In stark contrast are the soaring melodies of KUBO AND THE TWO STRINGS. This film stands as a great piece of art on its own, but it is a refreshing breeze in the late summer, ushering in the promise of better films to come through a heartening journey brimming with mystery, culture and terror.
In the wasteland of today’s arts and entertainment medium, this stop-motion feature set in Japan finds itself in the calm, albeit convivial world of a young boy named Kubo (voiced by GAME OF THRONES’ Art Parkinson), who has sported an eye patch since infancy and voices magical stories for anyone who is willing to stay awhile and listen. He does so by playing a three-stringed instrument called a shamisen, through which he magically animates pieces of paper into a living origami puppet show.
One day Kubo ignites a long-dormant vendetta when he accidentally summons a spirit from his past. The spirit, known as Raiden the Moon King (the ever-menacing Ralph Fiennes), offers Kubo eternal life in exchange for his remaining eye. But what story would this be if Kubo forked it over?
Thus sparks an adventure to discover the fate of his parents and to retrieve three items that will become key in defeating the growing threat coming his way.
Assisting him on his quest is a no-monkey-business Japanese macaque (voiced to great effect by Charlize Theron) and a wisecracking samurai beetle (a charming Matthew McConaughey).
With KUBO and some of his past visions (PARANORMAN and THE BOXTROLLS), filmmaker Travis Knight sometimes seems less of an animator and director, and more a deft curator of songs with a heart and mind of their own. His use of stop-motion and computer-generated images effortlessly portray the mood and atmosphere of the story told on screen. Every detail, whether it’s the feathery fur of the snow monkey or the jaw-dropping water sequences, is so tangibly rich that you can almost reach out and touch it.
However, it’s not just the visuals that make KUBO such a creative stroke of genius. Laika’s animators uses their dazzling visuals as a mere key to highlight their ability to tell compelling stories.
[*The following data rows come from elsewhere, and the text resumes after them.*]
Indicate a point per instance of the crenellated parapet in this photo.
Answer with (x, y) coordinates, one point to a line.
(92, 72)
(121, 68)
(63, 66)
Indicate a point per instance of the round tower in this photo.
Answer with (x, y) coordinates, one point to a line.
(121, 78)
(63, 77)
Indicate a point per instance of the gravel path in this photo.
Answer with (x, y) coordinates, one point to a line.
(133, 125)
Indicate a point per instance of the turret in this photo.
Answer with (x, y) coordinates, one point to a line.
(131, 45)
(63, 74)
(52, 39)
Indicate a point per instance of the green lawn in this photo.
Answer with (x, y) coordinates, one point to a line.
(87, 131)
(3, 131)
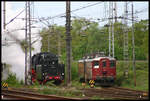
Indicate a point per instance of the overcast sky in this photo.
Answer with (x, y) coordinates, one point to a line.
(13, 54)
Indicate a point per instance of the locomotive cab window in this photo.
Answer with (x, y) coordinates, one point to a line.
(96, 64)
(103, 63)
(112, 64)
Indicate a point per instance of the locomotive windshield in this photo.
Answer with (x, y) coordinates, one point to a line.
(96, 64)
(103, 63)
(112, 63)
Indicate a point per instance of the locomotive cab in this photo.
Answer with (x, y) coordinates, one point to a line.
(45, 67)
(104, 70)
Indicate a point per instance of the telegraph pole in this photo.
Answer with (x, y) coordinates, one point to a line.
(4, 14)
(59, 45)
(125, 51)
(28, 40)
(26, 45)
(133, 52)
(30, 36)
(115, 9)
(68, 43)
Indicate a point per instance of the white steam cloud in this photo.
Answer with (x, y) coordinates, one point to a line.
(13, 54)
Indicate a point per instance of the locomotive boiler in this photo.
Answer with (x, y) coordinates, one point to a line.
(100, 69)
(45, 67)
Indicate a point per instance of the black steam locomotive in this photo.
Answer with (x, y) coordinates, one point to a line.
(45, 67)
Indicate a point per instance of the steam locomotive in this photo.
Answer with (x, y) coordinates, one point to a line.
(45, 67)
(100, 69)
On the surface, the film functions as a hero’s journey, but underneath there is an emotionally rich tale of memories, loss and grief. This is what elevates its material beyond the safe and crowd-pleasing borders set by Pixar’s FINDING DORY earlier this summer. FINDING DORY undoubtedly knows how to bring the waterworks, but Kubo warrants your tears by dealing with similar themes and diving deeper into the sea of emotions.
Providing well-assigned and memorable voice work, the stars anchor the film further to solidify its stunning craftsmanship. It’s apparent the animators and filmmakers put much thought into each character, who should portray them and what characteristics they should possess.
One problem that may impede KUBO, especially for younger children, is how dark and terrifying it can be. In a throwback to the darker stories of decades past, the subject material is evidently more mature than your average animated feature, but that comes with knowing Laika’s producing works and other stop-motion films. The evil Sisters (both voiced by Rooney Mara), who work under the malicious thumb of the Moon King, almost feel plucked out of Tim Burton’s THE NIGHTMARE BEFORE CHRISTMAS. Parents, be cautious about bringing the littler ones.
KUBO continues to show how new things are possible within what seems to be a fading art form. With animation, primarily Pixar, becoming more and more photo-realistic with each new addition, it’s invigorating to witness something more whimsically imaginative.
KUBO AND THE TWO STRINGS opens nationwide on Friday.